Let me walk you through the lifecycle of a transaction, and I think it'll become clearer.
A sender submits their transaction to the network. Every node checks whether the transaction is spending existing funds and whether it is otherwise valid. If so, they relay the transaction to their peers. This way, transactions disseminate to all participants in the network.
Some of the network participants, miners, continuously attempt to author new blocks. They assemble a block from the valid unconfirmed transactions they receive from their peers. They can choose any subset of the transactions they know about, but generally choose the transactions with the highest feerates to maximize their block reward.
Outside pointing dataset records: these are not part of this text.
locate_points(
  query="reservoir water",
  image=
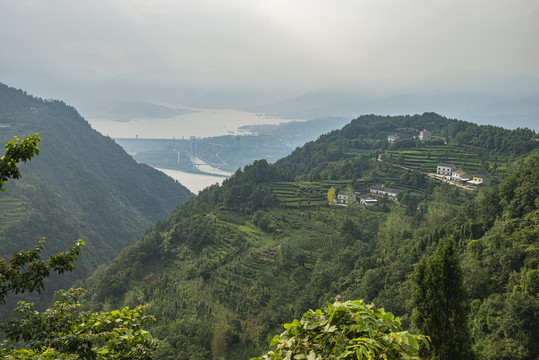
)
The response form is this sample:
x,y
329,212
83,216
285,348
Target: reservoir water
x,y
200,123
194,182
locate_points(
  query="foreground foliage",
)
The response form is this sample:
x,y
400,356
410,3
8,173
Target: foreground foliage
x,y
349,330
26,271
66,330
441,303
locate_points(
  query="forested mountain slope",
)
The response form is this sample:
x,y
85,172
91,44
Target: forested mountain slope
x,y
232,264
82,185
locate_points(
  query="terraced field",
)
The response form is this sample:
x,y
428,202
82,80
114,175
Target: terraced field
x,y
305,194
467,158
11,210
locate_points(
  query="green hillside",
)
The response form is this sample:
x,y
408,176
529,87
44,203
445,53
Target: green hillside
x,y
232,264
82,185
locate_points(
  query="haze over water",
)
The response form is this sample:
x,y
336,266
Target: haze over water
x,y
202,123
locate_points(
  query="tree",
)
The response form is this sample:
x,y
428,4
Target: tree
x,y
65,331
349,330
25,270
440,303
331,196
16,151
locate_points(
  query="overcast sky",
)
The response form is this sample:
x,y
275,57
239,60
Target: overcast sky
x,y
313,42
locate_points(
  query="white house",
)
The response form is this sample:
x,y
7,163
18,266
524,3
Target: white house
x,y
367,201
445,169
382,190
392,138
425,135
460,176
342,198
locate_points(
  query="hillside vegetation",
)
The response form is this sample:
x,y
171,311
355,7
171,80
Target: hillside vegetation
x,y
81,186
232,264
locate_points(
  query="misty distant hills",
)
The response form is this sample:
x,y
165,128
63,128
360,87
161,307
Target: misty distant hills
x,y
473,95
81,186
479,97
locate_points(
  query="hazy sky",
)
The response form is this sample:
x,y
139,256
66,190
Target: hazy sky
x,y
270,42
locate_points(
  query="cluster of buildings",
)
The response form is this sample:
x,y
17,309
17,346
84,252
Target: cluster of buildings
x,y
424,135
345,198
451,173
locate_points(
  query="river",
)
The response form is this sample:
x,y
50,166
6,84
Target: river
x,y
194,182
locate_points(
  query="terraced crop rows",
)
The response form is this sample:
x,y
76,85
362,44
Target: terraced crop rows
x,y
11,210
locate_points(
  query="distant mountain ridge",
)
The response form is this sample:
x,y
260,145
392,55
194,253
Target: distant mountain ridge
x,y
236,261
82,185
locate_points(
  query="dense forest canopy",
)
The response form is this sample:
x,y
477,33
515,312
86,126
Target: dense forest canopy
x,y
232,264
81,186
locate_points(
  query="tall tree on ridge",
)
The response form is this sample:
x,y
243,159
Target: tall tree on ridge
x,y
440,303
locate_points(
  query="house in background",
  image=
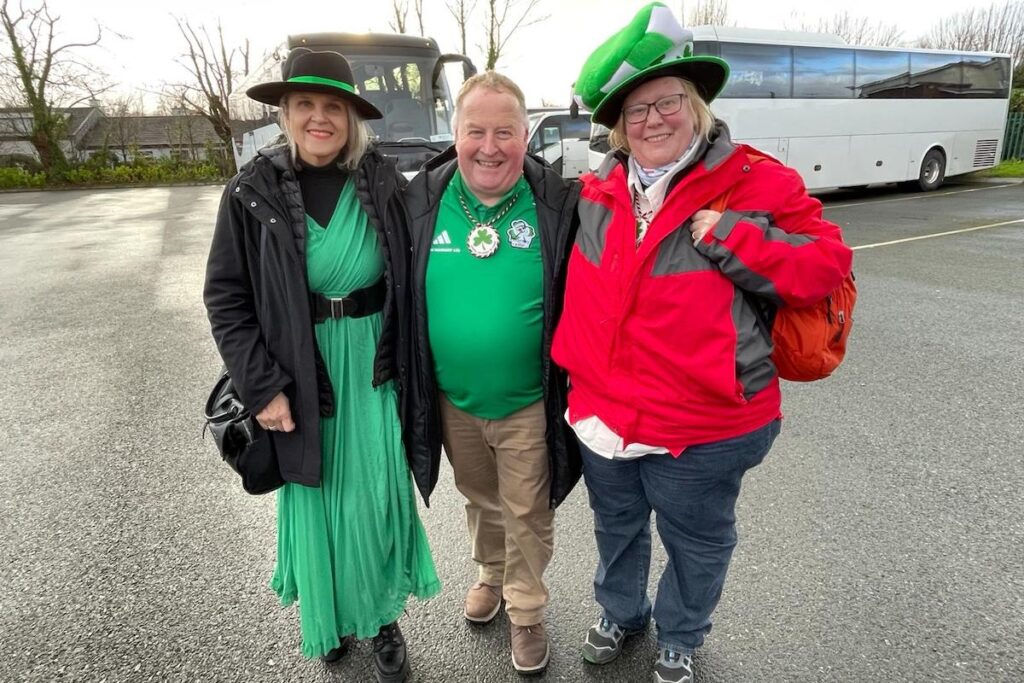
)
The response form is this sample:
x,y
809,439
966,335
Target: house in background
x,y
15,129
91,132
180,136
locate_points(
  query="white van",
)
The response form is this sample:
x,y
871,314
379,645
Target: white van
x,y
561,139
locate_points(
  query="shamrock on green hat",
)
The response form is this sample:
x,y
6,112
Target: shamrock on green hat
x,y
650,46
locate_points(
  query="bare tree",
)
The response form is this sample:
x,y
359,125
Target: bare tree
x,y
502,19
461,11
856,30
710,12
400,9
998,28
418,8
46,77
214,70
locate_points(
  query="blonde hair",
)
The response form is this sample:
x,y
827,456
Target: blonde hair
x,y
704,120
493,81
355,145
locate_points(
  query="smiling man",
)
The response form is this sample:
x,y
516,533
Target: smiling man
x,y
492,229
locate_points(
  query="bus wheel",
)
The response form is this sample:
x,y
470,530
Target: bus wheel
x,y
933,171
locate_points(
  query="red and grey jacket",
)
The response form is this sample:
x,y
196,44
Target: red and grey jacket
x,y
667,342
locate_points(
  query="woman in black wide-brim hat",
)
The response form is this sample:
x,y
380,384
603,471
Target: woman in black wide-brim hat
x,y
305,292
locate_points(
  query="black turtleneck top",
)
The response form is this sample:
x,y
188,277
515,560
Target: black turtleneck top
x,y
321,188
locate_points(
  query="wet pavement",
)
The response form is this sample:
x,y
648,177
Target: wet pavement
x,y
880,540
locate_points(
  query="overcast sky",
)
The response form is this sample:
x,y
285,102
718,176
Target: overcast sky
x,y
544,58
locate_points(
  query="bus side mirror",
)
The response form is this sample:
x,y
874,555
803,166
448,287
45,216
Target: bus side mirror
x,y
468,69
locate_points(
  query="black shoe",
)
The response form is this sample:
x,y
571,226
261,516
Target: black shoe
x,y
389,654
339,651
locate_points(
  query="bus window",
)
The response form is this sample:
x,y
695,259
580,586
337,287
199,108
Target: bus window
x,y
578,128
881,74
985,77
706,47
822,72
935,76
758,71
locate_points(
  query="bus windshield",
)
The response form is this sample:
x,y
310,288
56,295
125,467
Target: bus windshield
x,y
849,116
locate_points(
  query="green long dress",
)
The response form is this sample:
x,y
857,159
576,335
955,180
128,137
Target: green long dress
x,y
352,550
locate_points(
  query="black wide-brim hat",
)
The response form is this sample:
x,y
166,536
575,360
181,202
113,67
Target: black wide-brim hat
x,y
307,71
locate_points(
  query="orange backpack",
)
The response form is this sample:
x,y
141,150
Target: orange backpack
x,y
809,341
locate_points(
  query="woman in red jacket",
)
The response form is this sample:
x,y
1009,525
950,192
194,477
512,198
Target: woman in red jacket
x,y
673,392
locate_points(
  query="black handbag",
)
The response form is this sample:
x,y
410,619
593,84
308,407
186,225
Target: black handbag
x,y
243,443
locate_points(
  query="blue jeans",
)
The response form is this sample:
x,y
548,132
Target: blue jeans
x,y
694,497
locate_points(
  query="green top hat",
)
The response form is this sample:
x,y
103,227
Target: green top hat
x,y
652,45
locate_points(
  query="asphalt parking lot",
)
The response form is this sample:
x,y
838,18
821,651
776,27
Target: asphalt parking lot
x,y
881,540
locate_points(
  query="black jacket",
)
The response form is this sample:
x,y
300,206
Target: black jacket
x,y
257,296
556,201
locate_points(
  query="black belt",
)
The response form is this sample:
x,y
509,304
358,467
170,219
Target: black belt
x,y
359,303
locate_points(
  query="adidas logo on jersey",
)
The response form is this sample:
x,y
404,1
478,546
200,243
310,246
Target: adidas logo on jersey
x,y
442,244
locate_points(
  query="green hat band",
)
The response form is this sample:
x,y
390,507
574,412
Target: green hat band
x,y
323,81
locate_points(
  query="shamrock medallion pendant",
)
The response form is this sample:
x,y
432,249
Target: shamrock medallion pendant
x,y
482,241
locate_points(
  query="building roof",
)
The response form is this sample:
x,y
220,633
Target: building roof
x,y
153,131
15,122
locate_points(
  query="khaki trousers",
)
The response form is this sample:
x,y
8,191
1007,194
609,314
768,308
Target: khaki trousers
x,y
501,466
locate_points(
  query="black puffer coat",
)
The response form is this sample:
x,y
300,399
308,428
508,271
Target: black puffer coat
x,y
257,296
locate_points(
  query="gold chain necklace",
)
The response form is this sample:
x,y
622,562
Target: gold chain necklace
x,y
482,240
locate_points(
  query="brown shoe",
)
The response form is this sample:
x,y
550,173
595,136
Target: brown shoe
x,y
529,648
482,602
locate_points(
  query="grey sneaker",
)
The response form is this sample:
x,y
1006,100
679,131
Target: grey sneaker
x,y
673,667
604,641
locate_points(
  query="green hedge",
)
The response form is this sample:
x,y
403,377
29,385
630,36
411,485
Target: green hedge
x,y
12,177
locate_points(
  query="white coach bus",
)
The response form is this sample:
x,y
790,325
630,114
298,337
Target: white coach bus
x,y
849,116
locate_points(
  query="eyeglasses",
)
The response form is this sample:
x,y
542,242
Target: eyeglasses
x,y
669,104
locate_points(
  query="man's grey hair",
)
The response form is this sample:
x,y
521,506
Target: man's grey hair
x,y
491,80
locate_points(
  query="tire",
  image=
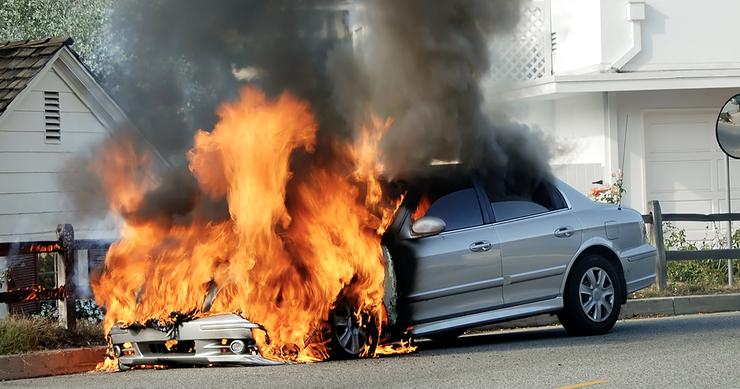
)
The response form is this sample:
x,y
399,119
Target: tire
x,y
123,367
592,298
447,336
348,338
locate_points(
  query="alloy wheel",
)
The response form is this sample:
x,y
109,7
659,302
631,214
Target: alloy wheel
x,y
349,335
596,294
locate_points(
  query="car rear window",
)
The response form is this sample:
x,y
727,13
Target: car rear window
x,y
514,203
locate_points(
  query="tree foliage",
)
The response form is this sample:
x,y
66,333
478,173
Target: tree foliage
x,y
86,21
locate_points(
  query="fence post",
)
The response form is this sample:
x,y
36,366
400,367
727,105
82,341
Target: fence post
x,y
656,232
67,316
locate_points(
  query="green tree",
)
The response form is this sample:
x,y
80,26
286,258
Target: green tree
x,y
86,21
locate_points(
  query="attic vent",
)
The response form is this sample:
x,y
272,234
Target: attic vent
x,y
52,122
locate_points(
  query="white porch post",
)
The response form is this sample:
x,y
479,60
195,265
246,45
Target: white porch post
x,y
3,287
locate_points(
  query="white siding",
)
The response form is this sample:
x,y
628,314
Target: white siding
x,y
33,197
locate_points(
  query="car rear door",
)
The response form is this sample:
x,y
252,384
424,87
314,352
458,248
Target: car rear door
x,y
538,239
458,271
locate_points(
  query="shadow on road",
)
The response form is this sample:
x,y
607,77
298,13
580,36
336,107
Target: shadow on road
x,y
626,331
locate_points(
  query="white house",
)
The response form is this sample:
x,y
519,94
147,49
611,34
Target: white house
x,y
635,83
51,111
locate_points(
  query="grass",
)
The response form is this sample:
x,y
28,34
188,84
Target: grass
x,y
23,334
686,289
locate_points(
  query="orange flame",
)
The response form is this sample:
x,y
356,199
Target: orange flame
x,y
290,248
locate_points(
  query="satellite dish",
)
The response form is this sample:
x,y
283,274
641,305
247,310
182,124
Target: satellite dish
x,y
728,127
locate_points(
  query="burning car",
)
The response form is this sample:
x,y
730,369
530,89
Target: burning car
x,y
458,254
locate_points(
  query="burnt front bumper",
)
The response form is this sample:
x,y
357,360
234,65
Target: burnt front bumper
x,y
215,340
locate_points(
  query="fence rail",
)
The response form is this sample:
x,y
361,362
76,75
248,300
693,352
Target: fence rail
x,y
656,218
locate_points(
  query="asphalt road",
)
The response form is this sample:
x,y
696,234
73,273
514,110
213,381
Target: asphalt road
x,y
676,352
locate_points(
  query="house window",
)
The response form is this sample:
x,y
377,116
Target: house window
x,y
52,117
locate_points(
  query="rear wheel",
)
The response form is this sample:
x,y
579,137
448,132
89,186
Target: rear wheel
x,y
447,336
123,366
349,337
592,297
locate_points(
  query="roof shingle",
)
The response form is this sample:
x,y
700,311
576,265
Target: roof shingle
x,y
21,61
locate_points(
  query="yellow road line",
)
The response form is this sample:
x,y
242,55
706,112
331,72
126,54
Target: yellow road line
x,y
582,384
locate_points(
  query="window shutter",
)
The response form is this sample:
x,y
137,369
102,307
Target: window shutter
x,y
52,117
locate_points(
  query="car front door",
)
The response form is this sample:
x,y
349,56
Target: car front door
x,y
459,270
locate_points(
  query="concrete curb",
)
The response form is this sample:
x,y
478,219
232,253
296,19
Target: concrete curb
x,y
659,306
46,363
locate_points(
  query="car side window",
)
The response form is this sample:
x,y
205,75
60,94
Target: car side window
x,y
514,204
459,209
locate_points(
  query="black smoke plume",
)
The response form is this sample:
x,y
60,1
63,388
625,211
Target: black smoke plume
x,y
419,62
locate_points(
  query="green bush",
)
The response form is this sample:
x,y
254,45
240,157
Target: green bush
x,y
698,274
23,334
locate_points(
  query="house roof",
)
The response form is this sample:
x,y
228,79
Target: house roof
x,y
21,61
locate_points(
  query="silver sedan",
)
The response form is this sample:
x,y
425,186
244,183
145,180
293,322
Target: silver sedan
x,y
464,253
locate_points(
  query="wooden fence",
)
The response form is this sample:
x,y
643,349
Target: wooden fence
x,y
656,218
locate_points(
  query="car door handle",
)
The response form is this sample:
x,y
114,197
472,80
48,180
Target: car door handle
x,y
564,232
480,246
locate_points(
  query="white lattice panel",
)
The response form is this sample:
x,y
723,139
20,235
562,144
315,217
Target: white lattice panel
x,y
525,54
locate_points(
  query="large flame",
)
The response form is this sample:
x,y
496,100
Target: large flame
x,y
290,248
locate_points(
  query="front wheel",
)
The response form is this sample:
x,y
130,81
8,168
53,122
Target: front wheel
x,y
350,337
592,297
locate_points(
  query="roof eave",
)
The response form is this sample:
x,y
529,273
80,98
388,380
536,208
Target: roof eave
x,y
555,86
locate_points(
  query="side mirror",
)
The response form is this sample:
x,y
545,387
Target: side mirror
x,y
427,226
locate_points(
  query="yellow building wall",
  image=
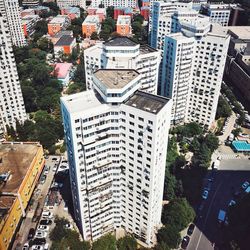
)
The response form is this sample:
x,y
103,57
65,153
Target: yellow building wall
x,y
26,189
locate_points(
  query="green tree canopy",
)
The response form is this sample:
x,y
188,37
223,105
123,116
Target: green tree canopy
x,y
127,243
178,213
106,242
168,237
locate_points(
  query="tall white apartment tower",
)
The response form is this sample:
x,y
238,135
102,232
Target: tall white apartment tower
x,y
115,3
67,3
123,53
11,99
116,139
11,14
193,67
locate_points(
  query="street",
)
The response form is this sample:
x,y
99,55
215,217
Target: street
x,y
227,180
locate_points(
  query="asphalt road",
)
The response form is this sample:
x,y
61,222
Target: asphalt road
x,y
227,180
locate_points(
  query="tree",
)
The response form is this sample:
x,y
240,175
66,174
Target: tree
x,y
94,36
106,242
127,243
170,236
212,142
236,132
178,213
110,11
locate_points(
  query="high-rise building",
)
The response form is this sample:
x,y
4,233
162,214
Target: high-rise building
x,y
11,99
30,3
9,9
123,53
67,3
218,12
116,139
193,66
115,3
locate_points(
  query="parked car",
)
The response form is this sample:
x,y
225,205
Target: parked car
x,y
43,179
231,203
31,233
39,241
47,215
191,229
41,234
245,185
37,247
45,222
185,242
43,228
205,194
26,246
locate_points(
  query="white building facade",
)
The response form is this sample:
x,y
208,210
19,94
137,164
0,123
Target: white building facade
x,y
123,53
11,14
115,3
11,99
117,155
67,3
193,66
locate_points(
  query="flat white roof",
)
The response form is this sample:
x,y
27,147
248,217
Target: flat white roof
x,y
59,19
124,20
92,19
82,101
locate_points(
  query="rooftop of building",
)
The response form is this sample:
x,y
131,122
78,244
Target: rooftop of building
x,y
147,102
145,49
82,101
64,33
58,19
124,20
92,19
30,17
101,11
116,78
120,41
240,32
72,9
65,40
62,69
15,159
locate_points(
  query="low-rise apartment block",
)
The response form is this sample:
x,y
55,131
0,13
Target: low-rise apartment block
x,y
123,25
121,53
58,23
91,24
64,45
20,168
71,12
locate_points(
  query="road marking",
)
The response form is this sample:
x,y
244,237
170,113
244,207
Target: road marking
x,y
210,206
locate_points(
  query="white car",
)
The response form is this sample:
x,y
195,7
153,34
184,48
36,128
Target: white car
x,y
47,215
43,228
37,247
41,234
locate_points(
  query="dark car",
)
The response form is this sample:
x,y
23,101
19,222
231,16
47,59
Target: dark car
x,y
45,222
185,242
39,241
31,233
191,229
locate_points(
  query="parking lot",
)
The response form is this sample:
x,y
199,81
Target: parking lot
x,y
46,203
223,185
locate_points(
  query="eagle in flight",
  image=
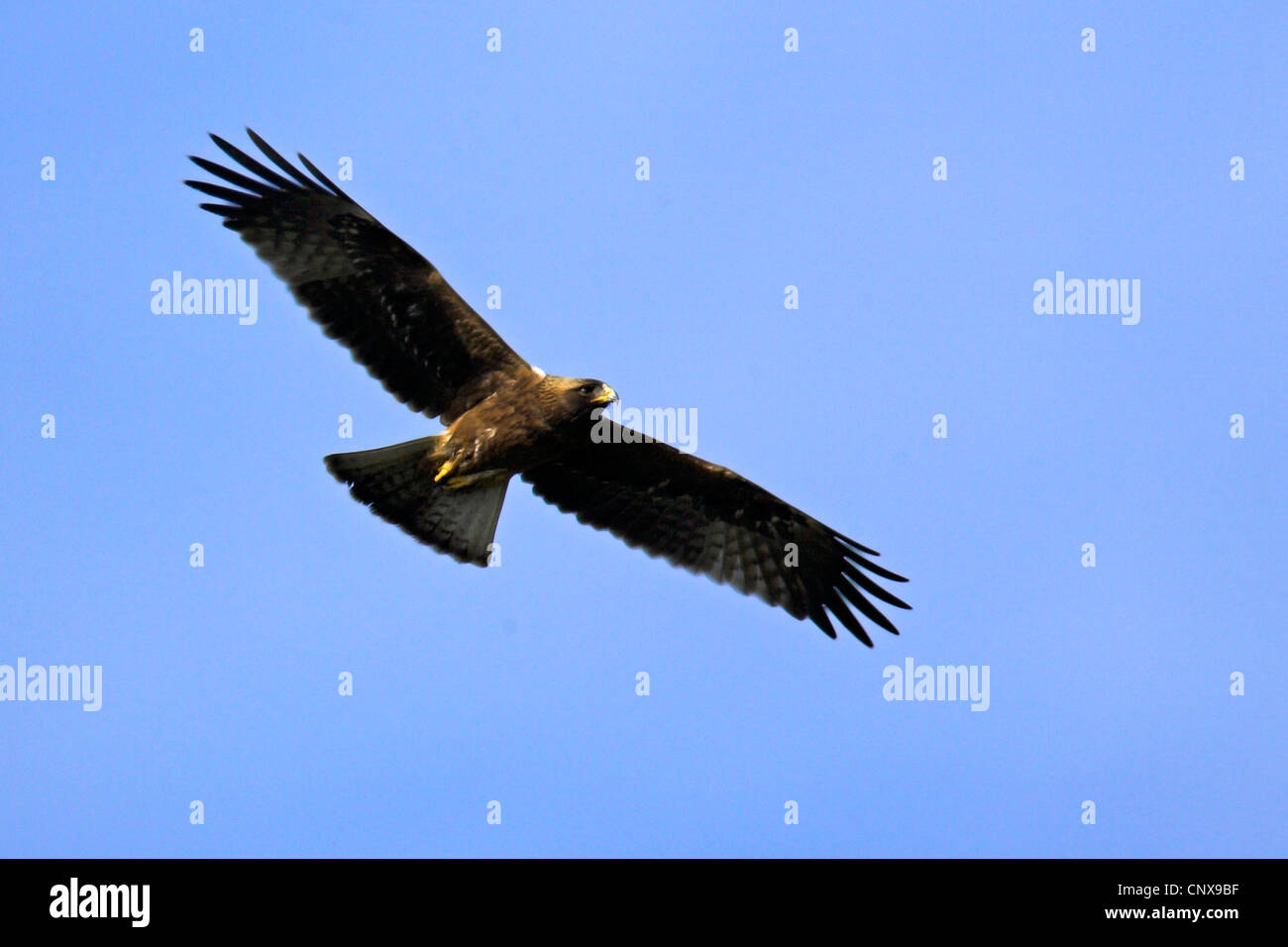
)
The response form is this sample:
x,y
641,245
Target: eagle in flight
x,y
413,333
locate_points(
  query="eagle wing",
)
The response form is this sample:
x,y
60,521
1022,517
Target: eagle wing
x,y
712,522
368,289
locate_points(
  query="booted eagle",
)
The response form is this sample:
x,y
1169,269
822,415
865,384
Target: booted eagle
x,y
395,312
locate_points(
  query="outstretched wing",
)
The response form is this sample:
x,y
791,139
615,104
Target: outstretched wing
x,y
713,522
368,289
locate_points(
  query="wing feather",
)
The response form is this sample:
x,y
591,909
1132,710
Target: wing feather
x,y
366,287
709,521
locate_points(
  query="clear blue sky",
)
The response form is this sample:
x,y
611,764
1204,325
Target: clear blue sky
x,y
768,169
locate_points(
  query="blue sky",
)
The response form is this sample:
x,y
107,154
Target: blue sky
x,y
768,169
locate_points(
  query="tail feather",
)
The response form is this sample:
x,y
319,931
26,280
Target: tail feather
x,y
398,486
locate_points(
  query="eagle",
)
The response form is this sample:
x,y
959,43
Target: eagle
x,y
433,352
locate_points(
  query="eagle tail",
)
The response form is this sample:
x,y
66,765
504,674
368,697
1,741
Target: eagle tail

They could for example also prefer to include their own transactions, not include any transactions, or instead pick transaction by any other pattern (e.g. oldest first?)—this happens in traces, but usually reduces the revenue of miners, so works against their interests.
Using their draft for the next block, their block template, they repeatedly slightly change a field that takes a random input, the nonce, to see whether they can find a valid block using their template. When a miner exhausts the nonce space, they mix up the template in a different manner.
Once a miner discovers a block template for which the hash is below the difficulty target, they broadcast the new block to the network, extending the blockchain. All the transactions in the block are considered to have gotten their first confirmation and are now part of the blockchain. The successful author of the block pays the block reward out to themselves in the so-called coinbase transaction, the first transaction in the block. The reward can be spent when it has 100 confirmations.